玲奈の指先が、千尋の背中にそっと触れる。そして、やがて千尋を引き寄せるように回される。
それは、初めて心が重なった瞬間だった。
玲奈は目を開け、千尋を見つめた。
「……もう、離さないでくださいね」
千尋は静かに頷く。
「絶対に」
雨上がりの夜、ふたりの影がゆっくりと重なっていた。
次の日、玲奈が静かに千尋の肩を叩いた。
「先輩、少し話せますか?」
放課後の図書室、昨日の雨の匂いがまだ微かに残る空気の中で、玲奈はそっと微笑んだ。
「転校、延期になりました」
千尋は一瞬言葉の意味が理解できず、玲奈を見つめた。
「家族と話し合ったんです。すぐに転校しなくてもいいって」
玲奈はそう言いながら、かすかに笑う。
「あと半年、一緒にいられる」
千尋の心が、じわりと温かくなる。別れがすぐそこにあると思っていたのに、時間が増えた。それがどれほど嬉しいことなのか、言葉にならなかった。
「……そっか」
それだけを言うのがやっとだった。
玲奈は机の上に頬杖をつき、千尋を見上げる。
「先輩、喜んでくれました?」
千尋は少し顔をそらしながら、小さく頷いた。
「……まあ、悪くない」
玲奈はくすっと笑い、千尋の袖を軽く引いた。
「あと半年、先輩は私のそばにいてくれますか?」
千尋は玲奈の手をそっと握り返した。
「もちろん」
新しい時間が始まる。限られた半年の中で、ふたりはどんな関係になっていくのだろうか。

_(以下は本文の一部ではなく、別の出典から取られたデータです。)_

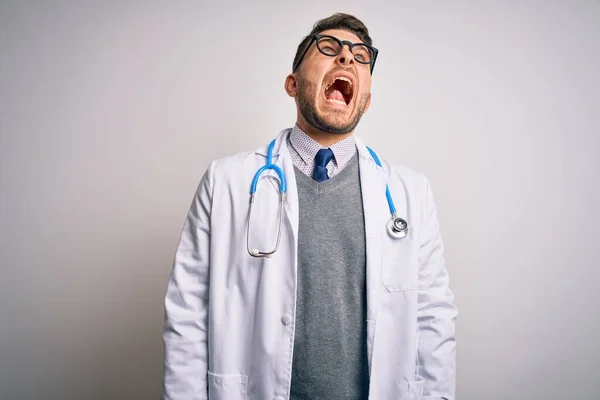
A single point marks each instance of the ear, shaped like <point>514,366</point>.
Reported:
<point>368,103</point>
<point>291,85</point>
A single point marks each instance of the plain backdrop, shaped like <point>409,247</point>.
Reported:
<point>111,111</point>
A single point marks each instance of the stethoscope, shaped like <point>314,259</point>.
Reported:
<point>396,227</point>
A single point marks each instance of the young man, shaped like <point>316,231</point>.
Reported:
<point>319,285</point>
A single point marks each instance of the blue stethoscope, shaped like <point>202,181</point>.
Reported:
<point>396,227</point>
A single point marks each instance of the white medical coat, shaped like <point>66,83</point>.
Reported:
<point>230,317</point>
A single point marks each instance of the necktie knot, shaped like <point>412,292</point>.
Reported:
<point>324,156</point>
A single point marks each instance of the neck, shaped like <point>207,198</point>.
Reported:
<point>325,139</point>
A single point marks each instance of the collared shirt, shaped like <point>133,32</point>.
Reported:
<point>303,150</point>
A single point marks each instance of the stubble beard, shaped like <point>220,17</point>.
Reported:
<point>307,98</point>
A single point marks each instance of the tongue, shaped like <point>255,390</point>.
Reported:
<point>336,95</point>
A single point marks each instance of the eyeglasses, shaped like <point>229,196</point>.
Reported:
<point>332,46</point>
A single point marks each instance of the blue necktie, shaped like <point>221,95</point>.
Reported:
<point>321,160</point>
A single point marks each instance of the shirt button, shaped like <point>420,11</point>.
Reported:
<point>286,320</point>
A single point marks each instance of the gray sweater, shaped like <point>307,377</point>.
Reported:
<point>330,353</point>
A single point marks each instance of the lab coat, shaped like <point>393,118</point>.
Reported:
<point>230,317</point>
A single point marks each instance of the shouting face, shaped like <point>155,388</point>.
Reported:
<point>332,92</point>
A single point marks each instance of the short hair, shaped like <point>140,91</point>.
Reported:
<point>337,21</point>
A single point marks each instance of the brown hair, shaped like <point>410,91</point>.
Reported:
<point>337,21</point>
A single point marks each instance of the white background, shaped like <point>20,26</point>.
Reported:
<point>111,111</point>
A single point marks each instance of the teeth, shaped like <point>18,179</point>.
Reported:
<point>341,78</point>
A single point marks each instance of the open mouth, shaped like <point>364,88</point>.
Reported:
<point>340,91</point>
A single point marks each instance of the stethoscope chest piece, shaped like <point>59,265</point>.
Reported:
<point>397,227</point>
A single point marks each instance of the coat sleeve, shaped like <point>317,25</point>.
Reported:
<point>436,313</point>
<point>186,303</point>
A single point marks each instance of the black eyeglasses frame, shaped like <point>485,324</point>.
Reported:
<point>316,37</point>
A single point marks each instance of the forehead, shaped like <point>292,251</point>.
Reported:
<point>342,35</point>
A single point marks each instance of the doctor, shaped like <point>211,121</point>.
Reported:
<point>313,294</point>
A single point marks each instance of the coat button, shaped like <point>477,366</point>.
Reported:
<point>286,320</point>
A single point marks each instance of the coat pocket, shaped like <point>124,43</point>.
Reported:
<point>400,267</point>
<point>416,389</point>
<point>227,387</point>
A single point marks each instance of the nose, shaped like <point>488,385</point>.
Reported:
<point>346,57</point>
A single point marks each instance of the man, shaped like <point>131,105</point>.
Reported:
<point>306,294</point>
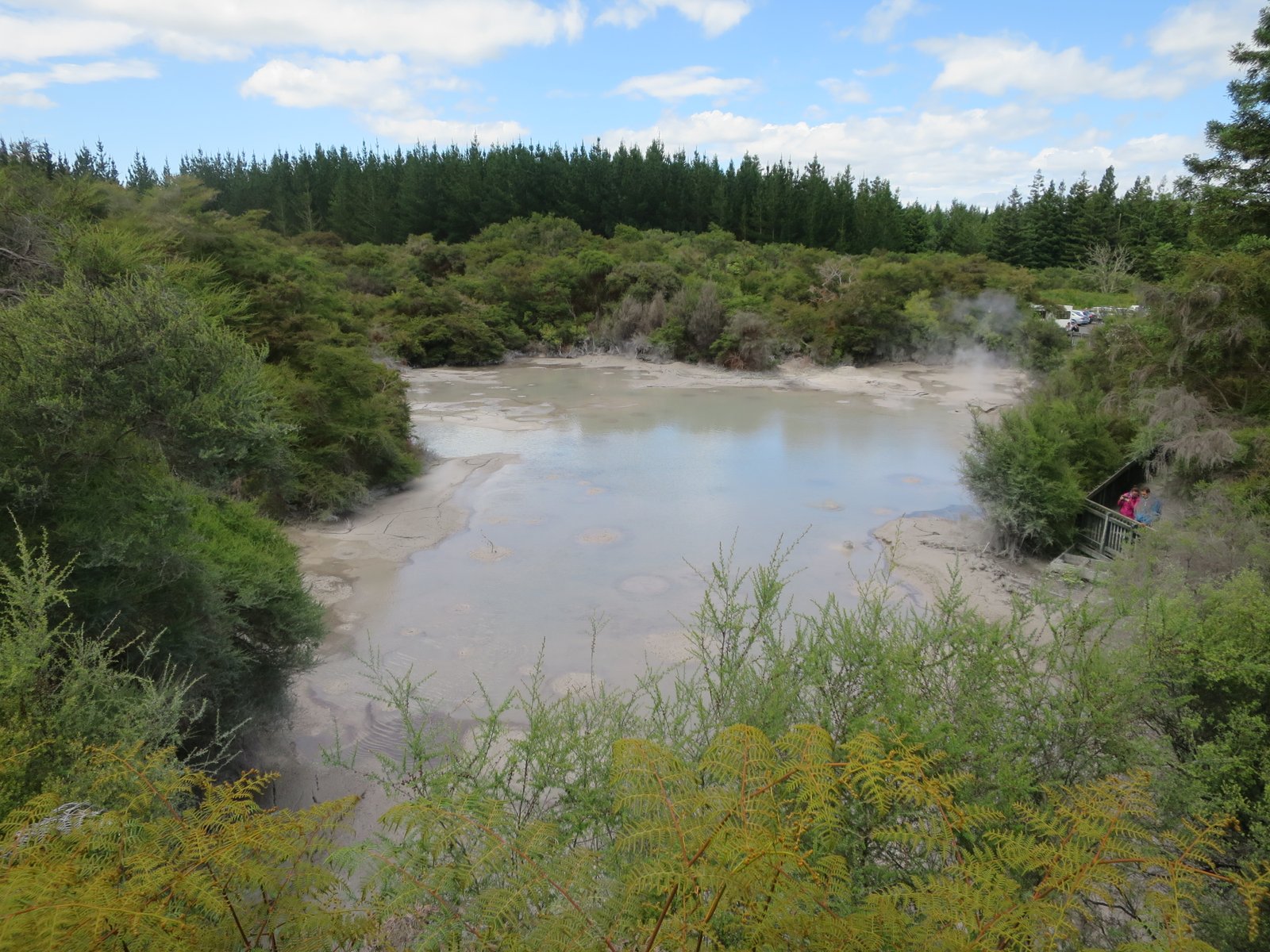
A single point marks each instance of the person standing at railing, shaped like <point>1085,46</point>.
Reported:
<point>1128,503</point>
<point>1149,509</point>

放課後の空は澄み渡り、雨上がりの匂いが優しく風に混ざっていた。
屋上への階段を上がると、そこには玲奈がいた。まるで最初から待っていたかのように、フェンスにもたれて空を見上げている。
「またここに来るなんて、やっぱり先輩は律儀ですね」
玲奈が振り返り、微笑む。その無邪気な表情が、どこか穏やかで柔らかい。
「お前が呼んだから」
千尋はそっけなく言いながら、玲奈の隣に立った。二人の肩が触れそうで触れない距離に並ぶ。
「これからは、私たちの時間ですね」
玲奈がそっと千尋の手を取る。指先が絡む瞬間、千尋の鼓動が一瞬跳ねた。
「……そうだな」
短く答えながら、千尋は玲奈の手をぎゅっと握り返した。
ふたりの影が、雨上がりの屋上の床に寄り添うように映る。
以前と変わらないようでいて、確かに何かが違う。
玲奈が隣にいる、それが何よりも心を温めるものだと千尋は気づいていた。